The post-pandemic era has well and truly begun. With changing times come changing expectations, and as with every new movement, expectation around ‘how things have been’ has evolved. A key focus of where this change is necessary is in the workplace. It’s no secret that what the majority of the UK’s employees now expect in the world of work has changed and it’s vital for business leaders to take note if we are to remain a leading nation in technology and business.
Rob Walker, UK&I MD, Cognizant.
One thing is certain: the events of the last few years, subsequently resulting in the phenomenon we now know as the ‘Great Resignation’, have seen the power of ‘how we work’ move into the hands of employees. This may sound ominous for senior management but, living in a democratic society that we celebrate, business leaders should see it as an opportunity to present an evolved way of working; one that will harness and nurture a new symbiotic relationship between employees and the workplace.
There’s great fear in change, but there’s also room for opportunity. One thing that history has taught us is that those who don’t embrace change, or aren’t open to it, are those that get left behind and are at risk of eventually becoming obsolete.
A shift in workplace expectations
We can’t ignore that today’s employees, especially Millennial and Gen Z workers, have grown up with unlimited knowledge and information at their fingertips. This privileged access to knowledge has led to a heightened awareness of the deep-rooted issues that plague our society. The global events of the past years, beyond just the pandemic, such as outcries against social justice and unprecedented natural disasters, have pushed people worldwide to question their life and work choices.
There is particularly a movement towards the idea that, if one is to spend most of their life working, they must be provided with a greater sense of ‘purpose’ at work to align with their personal lives and improve wellbeing. In the context of work, purpose encompasses all the values that drive people’s choices, actions and attitudes – from wider social and environmental goals, to professional and personal objectives of a healthy work-life balance. This sense of ‘purpose’ is now one of the key business themes of our age.

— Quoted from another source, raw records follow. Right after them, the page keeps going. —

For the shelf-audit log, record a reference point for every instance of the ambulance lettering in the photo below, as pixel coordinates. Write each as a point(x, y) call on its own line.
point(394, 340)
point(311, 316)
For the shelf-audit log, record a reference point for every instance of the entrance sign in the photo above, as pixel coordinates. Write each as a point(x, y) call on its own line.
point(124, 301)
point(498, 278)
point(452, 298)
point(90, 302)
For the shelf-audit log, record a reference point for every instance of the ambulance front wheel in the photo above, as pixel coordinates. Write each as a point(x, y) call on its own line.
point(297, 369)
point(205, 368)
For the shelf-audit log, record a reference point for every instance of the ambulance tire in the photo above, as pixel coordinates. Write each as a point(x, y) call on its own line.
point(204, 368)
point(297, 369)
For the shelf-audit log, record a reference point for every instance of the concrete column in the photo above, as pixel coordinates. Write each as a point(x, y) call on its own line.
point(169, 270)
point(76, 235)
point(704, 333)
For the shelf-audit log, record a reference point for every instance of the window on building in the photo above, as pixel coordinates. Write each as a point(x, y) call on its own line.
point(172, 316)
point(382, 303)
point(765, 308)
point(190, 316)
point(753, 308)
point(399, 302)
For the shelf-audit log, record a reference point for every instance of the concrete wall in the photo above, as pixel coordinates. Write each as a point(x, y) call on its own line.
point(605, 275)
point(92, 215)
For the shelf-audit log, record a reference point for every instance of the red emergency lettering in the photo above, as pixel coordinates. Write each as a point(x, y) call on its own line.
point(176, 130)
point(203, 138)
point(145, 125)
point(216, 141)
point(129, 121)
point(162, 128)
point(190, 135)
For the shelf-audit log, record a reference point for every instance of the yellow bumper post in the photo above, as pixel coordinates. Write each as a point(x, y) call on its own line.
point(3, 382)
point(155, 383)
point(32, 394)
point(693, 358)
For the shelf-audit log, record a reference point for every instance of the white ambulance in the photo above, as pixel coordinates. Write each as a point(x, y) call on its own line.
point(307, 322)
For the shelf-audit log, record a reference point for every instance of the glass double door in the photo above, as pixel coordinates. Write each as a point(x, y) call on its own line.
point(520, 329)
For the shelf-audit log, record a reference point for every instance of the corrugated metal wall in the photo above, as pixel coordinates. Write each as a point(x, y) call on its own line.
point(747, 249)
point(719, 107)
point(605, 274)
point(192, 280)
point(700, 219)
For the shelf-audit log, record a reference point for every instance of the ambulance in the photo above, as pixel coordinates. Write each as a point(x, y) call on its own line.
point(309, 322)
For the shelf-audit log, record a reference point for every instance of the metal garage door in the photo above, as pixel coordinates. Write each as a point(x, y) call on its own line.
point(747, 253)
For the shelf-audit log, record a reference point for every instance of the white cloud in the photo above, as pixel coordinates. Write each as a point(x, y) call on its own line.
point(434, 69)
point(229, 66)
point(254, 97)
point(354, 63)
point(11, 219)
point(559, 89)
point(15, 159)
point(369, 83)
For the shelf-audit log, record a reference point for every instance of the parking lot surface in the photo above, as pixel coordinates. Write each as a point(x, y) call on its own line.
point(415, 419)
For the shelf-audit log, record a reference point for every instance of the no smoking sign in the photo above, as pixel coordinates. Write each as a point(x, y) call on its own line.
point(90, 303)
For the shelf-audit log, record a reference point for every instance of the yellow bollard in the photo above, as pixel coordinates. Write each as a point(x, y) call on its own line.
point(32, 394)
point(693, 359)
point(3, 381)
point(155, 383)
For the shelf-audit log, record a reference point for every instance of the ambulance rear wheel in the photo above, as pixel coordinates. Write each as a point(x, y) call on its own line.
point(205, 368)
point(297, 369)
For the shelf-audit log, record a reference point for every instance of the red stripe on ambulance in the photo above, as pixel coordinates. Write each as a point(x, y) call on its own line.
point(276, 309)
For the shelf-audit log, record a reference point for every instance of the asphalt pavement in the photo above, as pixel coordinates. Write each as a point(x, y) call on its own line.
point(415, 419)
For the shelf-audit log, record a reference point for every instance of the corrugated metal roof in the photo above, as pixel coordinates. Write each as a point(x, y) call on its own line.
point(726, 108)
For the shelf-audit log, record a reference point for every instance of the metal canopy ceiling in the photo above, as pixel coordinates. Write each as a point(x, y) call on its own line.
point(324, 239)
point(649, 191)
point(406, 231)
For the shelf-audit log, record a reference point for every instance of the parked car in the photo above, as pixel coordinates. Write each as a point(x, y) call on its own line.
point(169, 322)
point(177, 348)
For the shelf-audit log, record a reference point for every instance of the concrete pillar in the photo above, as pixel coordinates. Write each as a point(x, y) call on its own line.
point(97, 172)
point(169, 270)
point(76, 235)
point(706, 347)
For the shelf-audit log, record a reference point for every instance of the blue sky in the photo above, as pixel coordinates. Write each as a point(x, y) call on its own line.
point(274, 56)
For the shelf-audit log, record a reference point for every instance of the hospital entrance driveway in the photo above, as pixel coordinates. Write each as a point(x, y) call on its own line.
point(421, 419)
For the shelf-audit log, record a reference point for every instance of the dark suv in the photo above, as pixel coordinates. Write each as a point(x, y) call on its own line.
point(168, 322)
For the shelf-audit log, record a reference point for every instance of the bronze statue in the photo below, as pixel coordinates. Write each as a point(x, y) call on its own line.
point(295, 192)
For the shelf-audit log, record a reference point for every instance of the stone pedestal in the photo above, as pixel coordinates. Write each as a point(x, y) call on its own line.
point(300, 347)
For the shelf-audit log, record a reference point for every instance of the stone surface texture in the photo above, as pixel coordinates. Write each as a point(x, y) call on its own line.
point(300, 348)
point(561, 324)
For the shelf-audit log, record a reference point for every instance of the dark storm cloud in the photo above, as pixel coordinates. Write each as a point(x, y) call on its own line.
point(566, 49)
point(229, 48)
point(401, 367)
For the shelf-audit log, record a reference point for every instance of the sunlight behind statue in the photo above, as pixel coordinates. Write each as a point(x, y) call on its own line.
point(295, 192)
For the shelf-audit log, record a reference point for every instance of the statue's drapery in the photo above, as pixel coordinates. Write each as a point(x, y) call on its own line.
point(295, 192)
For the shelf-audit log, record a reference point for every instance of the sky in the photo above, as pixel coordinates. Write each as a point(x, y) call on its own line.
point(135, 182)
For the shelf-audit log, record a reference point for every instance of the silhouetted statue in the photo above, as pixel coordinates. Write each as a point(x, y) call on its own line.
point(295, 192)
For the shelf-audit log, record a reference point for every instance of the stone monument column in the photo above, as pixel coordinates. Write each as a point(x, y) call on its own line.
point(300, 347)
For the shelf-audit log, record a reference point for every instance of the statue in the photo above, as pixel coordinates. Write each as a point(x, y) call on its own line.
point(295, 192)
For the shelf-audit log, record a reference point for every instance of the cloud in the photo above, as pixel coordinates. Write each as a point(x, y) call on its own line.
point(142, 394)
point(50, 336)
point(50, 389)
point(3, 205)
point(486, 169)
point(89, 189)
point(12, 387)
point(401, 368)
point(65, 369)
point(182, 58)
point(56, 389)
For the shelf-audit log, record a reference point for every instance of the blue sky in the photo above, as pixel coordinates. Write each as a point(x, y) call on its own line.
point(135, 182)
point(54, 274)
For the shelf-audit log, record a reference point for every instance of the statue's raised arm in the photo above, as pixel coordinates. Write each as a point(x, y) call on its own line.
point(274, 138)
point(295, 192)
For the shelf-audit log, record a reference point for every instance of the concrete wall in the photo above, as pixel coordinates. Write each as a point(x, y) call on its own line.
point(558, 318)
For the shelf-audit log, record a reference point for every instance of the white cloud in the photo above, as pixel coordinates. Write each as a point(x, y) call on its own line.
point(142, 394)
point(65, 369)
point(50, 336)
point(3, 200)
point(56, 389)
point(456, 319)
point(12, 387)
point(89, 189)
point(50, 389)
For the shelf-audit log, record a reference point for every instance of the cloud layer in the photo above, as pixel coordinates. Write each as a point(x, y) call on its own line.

This sentiment has been solidified in the findings of recent Cognizant research, which found that young workers (between the ages of 20 and 40) now expect employers to be highly committed to having a positive impact on the environment, wider society, and to take interest in their purposes at work on a far more personal level. More than half of respondents in the study define purposeful work as being passionate about what they do and achieving a healthy work-life balance. With this shift in expectations also comes a shift in how we expect to be led within a company.
A new era of leadership
This ‘enlightenment’ among workers has already begun to greatly affect the business world today and has been the main accelerator of “The Great Resignation”, which has left employers scrambling to fill a never-ending and increasing number of vacancies. But as older millennials reach their early 40s and Gen Z becomes the future of the job market, the career moves of these “purpose-led” generations are increasingly central to businesses’ ongoing viability. Meanwhile, millennials are now those seeking leadership roles, and therefore must be nurtured into a new sense of leadership to continue to attract the newer talent: Gen Zs.
And according to the research, there’s still a lot to be done as currently young people are struggling to live their purpose at work. Fewer than one in five (18%) strongly believe they are living their day-to-day purpose in their work-life. The present situation should spur business leaders to re-examine their playbooks and, with it, what leadership should now evolve to be if it is to bring purpose to their workers and ensure the right values and expectations are in place for the next generation of leaders.
A shift in leadership expectations to remain viable
Few businesses today seriously question that we live in the age of purpose. From pledges to increased minority representation on leadership teams, to partnerships with local community organizations and sustainability promises, companies all over the world have spent the last few years tripping over themselves to show consumers, shareholders and their own staff how engaged they are in promoting outcomes beyond turning a profit.
However, our study reveals a somewhat different reality. What younger workers mean by purpose is actually two-fold. Yes, the majority (65%) say it’s extremely important for their employer to positively impact society in a way that reflects their own values; however, they also want a workplace that fuels their own sense of ‘purpose’, with a focus on concerns and issues that have an immediate, direct impact on their work and personal life. Currently, only 18% of respondents feel that they are living their day-to-day purpose in their work life.
Leadership therefore needs a makeover. Executive leadership style must evolve to meet today’s imperative of winning the war of talent while accommodating a cornucopia of post-pandemic workplace attitudes. After almost two years of working from home, often juggling videoconferences and childcare or other home-related obligations, 43% of respondents see flexibility as a key defining trait of a good leader.
Looking ahead and cementing a new normal
Overall, we know that companies need to step up their efforts to convince the current generation of young, educated workers that they are serious about positively impacting not just shareholders but also employees, local communities and the world at large. Failure to do so, together with an inability to allow young talent to live their own work purpose, poses a serious risk to nurturing tomorrow’s leaders and building a prosperous future for all constituents.